The safety system design steps are as follows:
The first step: Define the risk level
Introduce safety protection in the production equipment Means, its role is to reduce the risk to a level acceptable to the enterprise. No protection means can completely eliminate the risk.
Due to the complexity of petrochemical production equipment, the number of potential risks is extremely large, and it is impossible to take measures against all risks. Therefore, it is necessary to clearly define how much risk is acceptable before designing a safety-related system, and what kind of risk must be taken. Only after the risk level is clearly defined and divided, can we use this as a measurement indicator to find the key risks that must be resolved among the many potential risks.
Step 2: Identify all potential risks
After defining the risk level, use a reasonable safety evaluation method to fully and thoroughly identify the possible risks in the device, and obtain the device The dual relationship between the cause and the consequence of each risk. Only on the basis of obtaining all possible potential risks, can the device be fully and completely designed and checked for the protective layer.
Step 3: Check the design of the protective layer
For each possible risk identified in the second step, consider the degree to which the existing protection measures reduce the risk , Check whether it meets the acceptable range defined in the risk matrix. If the requirements cannot be met, new protective measures need to be introduced, and the degree of risk reduction after the introduction of new protective measures is recalculated.
Step 4: Conclusion review
Check whether all unacceptable risks have been protected, that is, all risks have reached the "acceptable" range. If not, go back to the third step to recheck and design the protective layer.
Safety system engineering in a narrow sense, the main focus is on economic system safety, especially production safety in economic systems. General safety system engineering textbooks are mostly safety in a narrow sense System engineering category.
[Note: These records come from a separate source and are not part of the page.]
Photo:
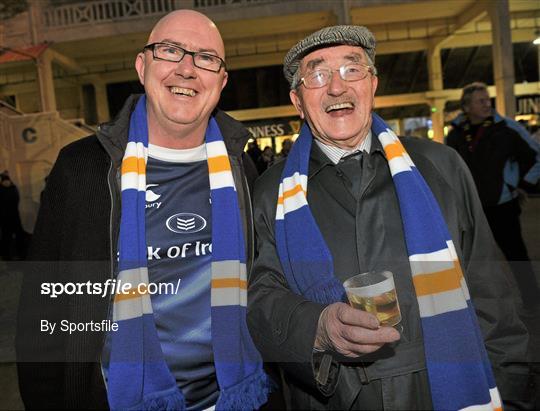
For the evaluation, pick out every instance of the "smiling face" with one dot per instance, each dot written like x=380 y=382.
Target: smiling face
x=338 y=113
x=180 y=96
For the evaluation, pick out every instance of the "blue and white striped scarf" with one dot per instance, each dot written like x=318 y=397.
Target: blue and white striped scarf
x=138 y=375
x=459 y=371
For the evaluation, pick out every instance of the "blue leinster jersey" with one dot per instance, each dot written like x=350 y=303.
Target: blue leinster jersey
x=179 y=239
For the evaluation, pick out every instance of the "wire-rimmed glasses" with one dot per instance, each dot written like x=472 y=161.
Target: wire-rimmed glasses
x=349 y=72
x=175 y=54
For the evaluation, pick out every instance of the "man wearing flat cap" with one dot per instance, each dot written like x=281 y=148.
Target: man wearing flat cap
x=352 y=198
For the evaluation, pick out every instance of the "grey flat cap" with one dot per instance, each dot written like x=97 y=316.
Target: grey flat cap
x=351 y=35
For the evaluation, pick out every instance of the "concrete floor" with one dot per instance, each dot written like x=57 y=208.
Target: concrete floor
x=10 y=280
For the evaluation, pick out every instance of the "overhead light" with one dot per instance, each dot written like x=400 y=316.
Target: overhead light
x=537 y=39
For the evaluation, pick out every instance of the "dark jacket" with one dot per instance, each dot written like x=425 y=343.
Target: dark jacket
x=498 y=146
x=75 y=240
x=367 y=235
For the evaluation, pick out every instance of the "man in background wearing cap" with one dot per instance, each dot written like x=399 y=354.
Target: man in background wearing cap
x=360 y=199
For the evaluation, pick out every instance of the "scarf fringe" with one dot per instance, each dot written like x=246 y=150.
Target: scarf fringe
x=250 y=394
x=168 y=400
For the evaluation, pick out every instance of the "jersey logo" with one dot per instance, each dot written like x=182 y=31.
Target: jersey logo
x=150 y=195
x=185 y=223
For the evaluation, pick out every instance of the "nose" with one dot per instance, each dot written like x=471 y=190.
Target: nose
x=337 y=85
x=186 y=67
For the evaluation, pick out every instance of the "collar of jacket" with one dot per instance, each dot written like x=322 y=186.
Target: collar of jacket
x=114 y=135
x=319 y=160
x=460 y=120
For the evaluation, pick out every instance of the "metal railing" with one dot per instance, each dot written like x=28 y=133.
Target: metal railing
x=106 y=11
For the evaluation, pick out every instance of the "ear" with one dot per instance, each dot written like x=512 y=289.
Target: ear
x=224 y=81
x=139 y=66
x=374 y=84
x=297 y=102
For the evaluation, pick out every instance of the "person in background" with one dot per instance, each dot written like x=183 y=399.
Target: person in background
x=157 y=197
x=352 y=197
x=12 y=241
x=501 y=162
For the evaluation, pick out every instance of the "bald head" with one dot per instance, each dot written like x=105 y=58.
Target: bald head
x=191 y=25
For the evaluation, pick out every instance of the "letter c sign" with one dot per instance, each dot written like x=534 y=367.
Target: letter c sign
x=29 y=135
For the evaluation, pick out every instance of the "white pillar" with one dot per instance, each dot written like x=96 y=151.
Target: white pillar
x=503 y=57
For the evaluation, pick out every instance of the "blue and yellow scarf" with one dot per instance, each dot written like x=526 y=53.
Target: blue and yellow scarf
x=459 y=371
x=138 y=375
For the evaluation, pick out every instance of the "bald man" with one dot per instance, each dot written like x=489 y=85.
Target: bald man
x=158 y=199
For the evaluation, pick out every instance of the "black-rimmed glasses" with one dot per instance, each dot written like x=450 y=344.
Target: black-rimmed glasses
x=175 y=54
x=348 y=72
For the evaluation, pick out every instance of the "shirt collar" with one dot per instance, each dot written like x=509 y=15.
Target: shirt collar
x=335 y=154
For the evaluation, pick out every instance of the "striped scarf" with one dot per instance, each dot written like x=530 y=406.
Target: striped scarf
x=459 y=371
x=138 y=375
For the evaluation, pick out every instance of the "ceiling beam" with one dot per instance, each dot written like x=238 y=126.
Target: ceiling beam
x=469 y=16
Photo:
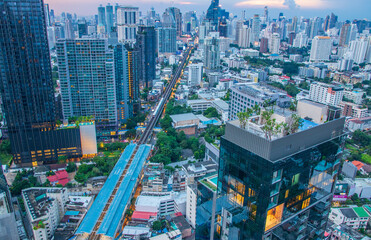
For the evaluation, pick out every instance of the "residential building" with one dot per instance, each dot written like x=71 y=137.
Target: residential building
x=321 y=48
x=278 y=186
x=195 y=72
x=326 y=93
x=146 y=46
x=45 y=208
x=355 y=217
x=127 y=81
x=127 y=23
x=244 y=96
x=211 y=52
x=87 y=81
x=30 y=111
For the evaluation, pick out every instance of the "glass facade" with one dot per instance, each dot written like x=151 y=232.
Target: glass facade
x=284 y=199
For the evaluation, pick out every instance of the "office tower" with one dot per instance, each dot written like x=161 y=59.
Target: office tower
x=277 y=186
x=212 y=14
x=326 y=93
x=101 y=26
x=358 y=48
x=177 y=15
x=321 y=48
x=211 y=52
x=245 y=37
x=223 y=27
x=195 y=74
x=87 y=78
x=47 y=15
x=295 y=24
x=255 y=28
x=51 y=37
x=68 y=29
x=146 y=46
x=301 y=40
x=127 y=85
x=344 y=35
x=274 y=44
x=266 y=19
x=127 y=23
x=109 y=18
x=263 y=45
x=292 y=36
x=82 y=28
x=166 y=34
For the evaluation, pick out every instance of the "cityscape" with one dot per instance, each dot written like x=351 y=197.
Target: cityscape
x=185 y=120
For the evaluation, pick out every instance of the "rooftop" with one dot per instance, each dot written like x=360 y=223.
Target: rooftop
x=183 y=117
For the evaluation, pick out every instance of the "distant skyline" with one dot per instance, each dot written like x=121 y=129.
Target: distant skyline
x=345 y=9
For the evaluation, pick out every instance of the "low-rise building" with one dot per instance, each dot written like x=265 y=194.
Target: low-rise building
x=187 y=122
x=45 y=208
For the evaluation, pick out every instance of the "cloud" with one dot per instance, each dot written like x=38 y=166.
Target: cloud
x=291 y=4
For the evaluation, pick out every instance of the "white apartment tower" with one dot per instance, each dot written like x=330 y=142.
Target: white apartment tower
x=127 y=23
x=195 y=74
x=321 y=48
x=326 y=93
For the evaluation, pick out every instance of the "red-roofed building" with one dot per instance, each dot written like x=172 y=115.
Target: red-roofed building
x=60 y=177
x=358 y=164
x=142 y=216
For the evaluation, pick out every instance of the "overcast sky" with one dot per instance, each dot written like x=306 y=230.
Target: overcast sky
x=345 y=9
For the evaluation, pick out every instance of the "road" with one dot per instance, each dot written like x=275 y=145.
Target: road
x=144 y=138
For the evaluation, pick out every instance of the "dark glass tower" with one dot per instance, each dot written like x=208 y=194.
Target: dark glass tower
x=280 y=188
x=26 y=85
x=146 y=47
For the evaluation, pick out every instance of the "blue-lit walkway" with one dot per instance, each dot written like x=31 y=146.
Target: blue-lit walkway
x=108 y=208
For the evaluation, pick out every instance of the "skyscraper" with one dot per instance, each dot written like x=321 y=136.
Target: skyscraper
x=127 y=23
x=127 y=86
x=212 y=14
x=101 y=19
x=177 y=15
x=146 y=47
x=109 y=18
x=277 y=187
x=27 y=88
x=321 y=48
x=87 y=78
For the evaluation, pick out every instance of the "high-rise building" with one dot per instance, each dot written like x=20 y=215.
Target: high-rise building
x=344 y=35
x=109 y=18
x=177 y=15
x=146 y=46
x=263 y=45
x=127 y=23
x=87 y=78
x=101 y=19
x=274 y=43
x=280 y=185
x=127 y=85
x=245 y=37
x=166 y=34
x=212 y=53
x=195 y=74
x=26 y=86
x=212 y=14
x=255 y=28
x=326 y=93
x=321 y=48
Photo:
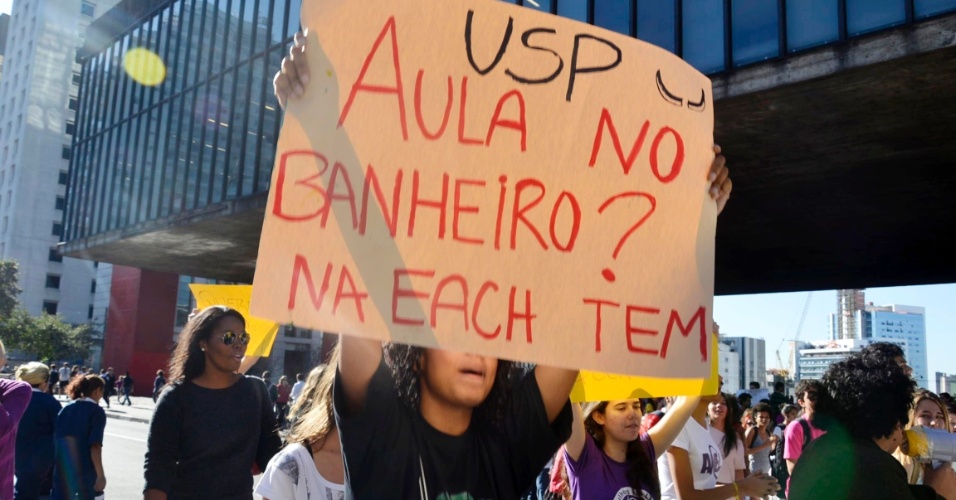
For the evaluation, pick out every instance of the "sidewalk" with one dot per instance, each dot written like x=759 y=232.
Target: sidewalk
x=140 y=411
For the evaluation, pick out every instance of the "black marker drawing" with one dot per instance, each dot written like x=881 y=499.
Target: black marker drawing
x=698 y=106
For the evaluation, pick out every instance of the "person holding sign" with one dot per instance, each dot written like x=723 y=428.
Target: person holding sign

The basic framework of security system engineering based on the comprehensive integration method. Broadly speaking, security system engineering belongs to the category of Social System Engineering (SSE), involving any social subject's double-layer goal of "Security and Development (S&D)" Architecture, covering all security fields of any social subject, such as: economic security (material civilization), cultural security (spiritual civilization), political security (political civilization, including military), environmental security (ecological civilization), human-oriented security (human This article specifies) and so on.
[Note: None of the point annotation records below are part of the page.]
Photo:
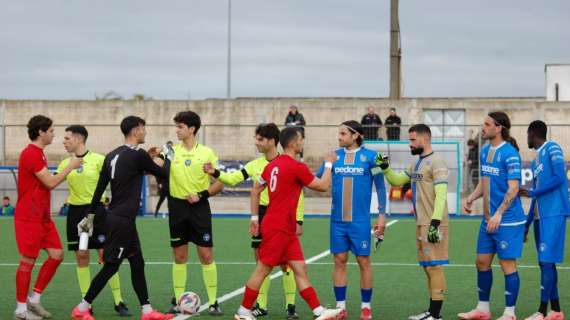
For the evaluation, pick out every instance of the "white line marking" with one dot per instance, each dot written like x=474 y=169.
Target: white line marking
x=275 y=275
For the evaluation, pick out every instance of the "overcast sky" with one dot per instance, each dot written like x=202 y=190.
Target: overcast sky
x=177 y=49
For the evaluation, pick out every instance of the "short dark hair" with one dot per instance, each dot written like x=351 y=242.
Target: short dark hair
x=131 y=122
x=78 y=129
x=539 y=129
x=287 y=135
x=36 y=124
x=189 y=118
x=421 y=129
x=268 y=131
x=355 y=127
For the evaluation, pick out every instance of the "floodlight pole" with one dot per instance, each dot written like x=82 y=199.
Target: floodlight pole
x=395 y=53
x=229 y=64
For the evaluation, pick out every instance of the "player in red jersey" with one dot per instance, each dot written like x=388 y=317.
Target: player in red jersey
x=285 y=177
x=32 y=220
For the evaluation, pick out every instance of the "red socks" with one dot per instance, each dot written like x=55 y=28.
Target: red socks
x=310 y=296
x=23 y=277
x=249 y=298
x=46 y=274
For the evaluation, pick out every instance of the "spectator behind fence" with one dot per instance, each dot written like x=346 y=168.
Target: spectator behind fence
x=7 y=208
x=371 y=123
x=295 y=119
x=473 y=161
x=393 y=123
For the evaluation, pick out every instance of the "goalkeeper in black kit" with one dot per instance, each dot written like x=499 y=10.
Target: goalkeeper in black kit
x=124 y=169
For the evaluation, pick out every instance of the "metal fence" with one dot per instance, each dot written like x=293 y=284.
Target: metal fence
x=235 y=142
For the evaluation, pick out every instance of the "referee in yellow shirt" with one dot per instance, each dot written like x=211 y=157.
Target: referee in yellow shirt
x=82 y=183
x=190 y=217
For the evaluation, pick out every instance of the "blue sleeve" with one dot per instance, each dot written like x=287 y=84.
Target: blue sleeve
x=320 y=171
x=380 y=192
x=548 y=183
x=530 y=216
x=513 y=164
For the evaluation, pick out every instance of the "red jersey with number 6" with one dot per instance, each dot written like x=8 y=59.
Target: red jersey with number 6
x=33 y=197
x=285 y=177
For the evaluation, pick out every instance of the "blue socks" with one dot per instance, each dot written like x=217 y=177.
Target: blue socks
x=512 y=284
x=547 y=281
x=340 y=293
x=484 y=284
x=366 y=295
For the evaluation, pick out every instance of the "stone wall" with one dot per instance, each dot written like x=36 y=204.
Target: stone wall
x=229 y=124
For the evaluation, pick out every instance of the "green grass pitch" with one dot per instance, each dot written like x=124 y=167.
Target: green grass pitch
x=399 y=284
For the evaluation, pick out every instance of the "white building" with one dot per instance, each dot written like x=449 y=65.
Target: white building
x=557 y=82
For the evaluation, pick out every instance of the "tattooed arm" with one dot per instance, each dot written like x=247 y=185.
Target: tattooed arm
x=510 y=196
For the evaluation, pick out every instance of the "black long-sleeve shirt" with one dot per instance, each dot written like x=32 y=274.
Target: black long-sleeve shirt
x=124 y=168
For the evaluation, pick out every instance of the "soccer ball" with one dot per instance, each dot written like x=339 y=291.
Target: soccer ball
x=189 y=303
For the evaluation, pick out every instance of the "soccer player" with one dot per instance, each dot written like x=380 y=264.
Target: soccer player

System safety engineering is an emerging engineering discipline that developed rapidly in the 1960s. It is an engineering technology that researches and solves safety problems in the production process by means of systems engineering.
System security engineering is used to identify, analyze, and eliminate the potential hazards of the system, and reduce the risk of the system to an acceptable level. It has shown great effects in ensuring industrial production and product safety.
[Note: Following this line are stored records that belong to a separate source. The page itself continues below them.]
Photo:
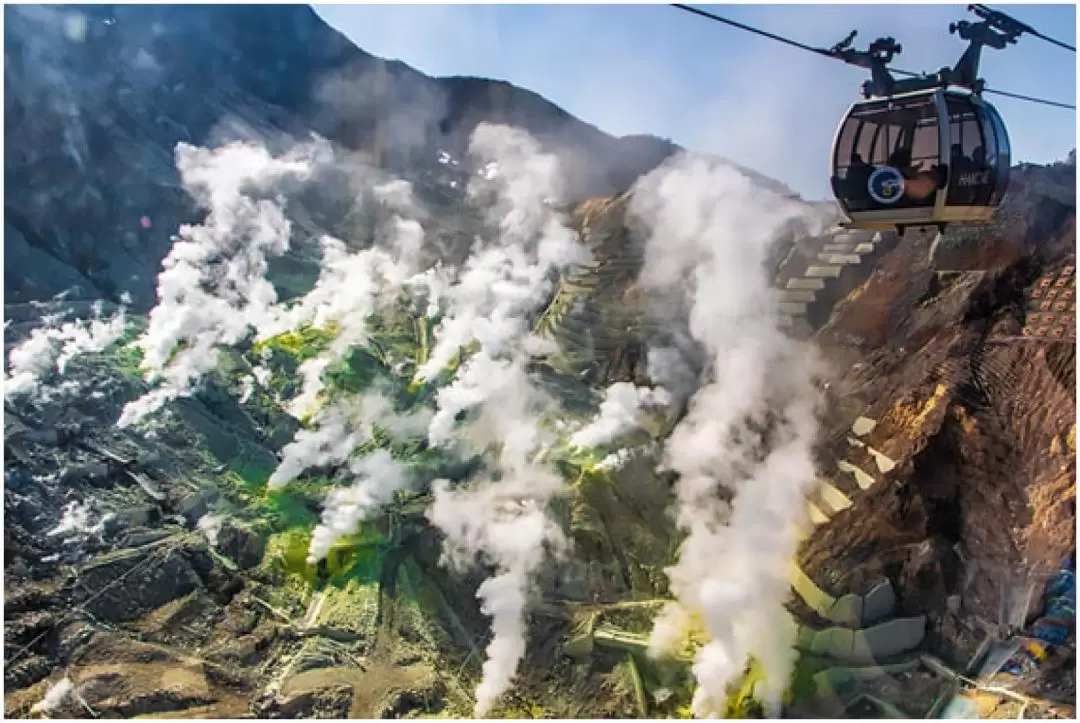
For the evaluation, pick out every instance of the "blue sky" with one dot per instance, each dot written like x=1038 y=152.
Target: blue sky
x=649 y=68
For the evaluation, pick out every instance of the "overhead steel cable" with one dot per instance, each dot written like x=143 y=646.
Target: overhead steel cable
x=1027 y=28
x=828 y=54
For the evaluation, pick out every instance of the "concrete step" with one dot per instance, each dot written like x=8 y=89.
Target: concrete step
x=798 y=295
x=824 y=271
x=832 y=499
x=856 y=612
x=885 y=464
x=793 y=308
x=863 y=426
x=815 y=514
x=819 y=601
x=809 y=284
x=838 y=248
x=868 y=645
x=862 y=479
x=846 y=259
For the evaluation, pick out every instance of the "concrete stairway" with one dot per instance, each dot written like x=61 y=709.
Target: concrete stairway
x=822 y=271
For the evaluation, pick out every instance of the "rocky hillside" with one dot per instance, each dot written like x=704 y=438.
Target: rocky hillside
x=97 y=97
x=158 y=568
In foreign countries, system safety engineering has been widely used and has become a safety technology that must be used in industrial production. In China, with my country's entry into the WTO, system safety engineering has received great attention, and the education, research and engineering practice of system safety engineering have made considerable progress. As a safety engineer engaged in safety technology or management work in the new century, he must have knowledge of system safety engineering and master the analysis methods of system safety engineering. The "System Safety Engineering" course is the disciplinary foundation of the safety engineering major, which is also an important knowledge component of other engineering majors.